For anyone that plans training for themselves or others, it helps to closely identify what is required to achieve an athletic goal - even if that goal isn’t winning a race or setting a PR, but just feeling as good as possible as often as possible. The coach or planner can precisely measure a training load. Closely controlling a workout session is a way to prepare for the next sessions that are coming. Time spent (miles-yards), how intensely one exercises during that time, and the amount of rest, whether within or between workouts, are training variables that can all be measured. Tracking and controlling these measurements can increase the amount of quality training squeezed into a block of time. Progressing the overall training load gradually over time, and making fine adjustments to that load, becomes fairly easy. Not measuring or tracking a training load over time can lead to dissatisfying performances. What if I tell 10 athletes to ride pretty hard for 10 minutes and repeat that effort four times with a good recovery between efforts? Would I get the same level of effort from each? Would that effort level given where that workout falls with a week or a month best serve all 10 athletes? I don’t think so. What if that same workout were 4x10 minutes at 90% of their FTP (functional threshold power or watts held at their anaerobic threshold) w/ 1.5 minute rest in between the four efforts? What would that produce from 10 different athletes. The physiological effects of the workouts governed by a percentage of FTP would be much more similar between the 10 athletes doing this workout. If adjustments to workouts need to be made to promote enough recovery before the next planned workout, it is much more easily done when the workout is governed with a rational tool, a watt meter on the bike in this instance.

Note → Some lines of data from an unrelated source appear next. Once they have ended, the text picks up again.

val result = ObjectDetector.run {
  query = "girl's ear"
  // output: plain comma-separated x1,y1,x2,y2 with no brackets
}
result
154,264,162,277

You can see how training tools have their place, particularly for those that have trouble pacing or don’t have a good feel for how hard they are going. This sounds like I’m a measuring fanatic. I am to a point, particularly when I am planning workouts for others. I need to know what they are doing so I can put together a plan that will result in success. Measuring should never ignore the feelings however. It’s shameful when one trains completely by the numbers and doesn’t play close attention to how the body feels when it is generating those numbers. But why? Let’s not forget that the fountain head of all that pleasure from moving is about how it feels. The rational side of exercise, the watch, the meter, the monitor etc., have little to do with feeling and can’t tell you very much about how you feel-unless you’ve made the connection between perceived exertion and the numbers you generate. I can’t tell you how many times I’m asked “how many watts should hold during the bike leg of an IRONMAN?”, or “what should my heart rate be at mile 15 of a marathon”? From start to finish of an endurance or ultra-endurance event the athlete is an ever-changing animal. In general terms one can predict what will be going on at various points of a long effort. So many factors are coming into play throughout a long event. Is pinning the bike leg effort to some number of watts reasonable? For certain I know the watt meter neither knows nor cares about feelings.

How do we blend the emotional and the rational to maximize our pleasure when we move. Measure efforts AND go by feel. Learn what it feels like to hold 85% of your max running HR. Learn what 250 watts feels like when you’re climbing, on the flats, or even going down hills. Perceived exertion can be that one tool that takes a whole bunch of information into account and spits out a clear and forceful message….this is how I feel right now. Getting in touch with how it feels when you are putting out to varying degrees can be extremely useful when managing a race. Adjustments need to be made and the information you can count on is how you feel whether it’s your legs, your stomach, your breathing, your skin - whatever. It’s the way to achieve your personal win. Most important of all, fine-tuning how you feel when you move will bring you more joy. We’re all suckers for that.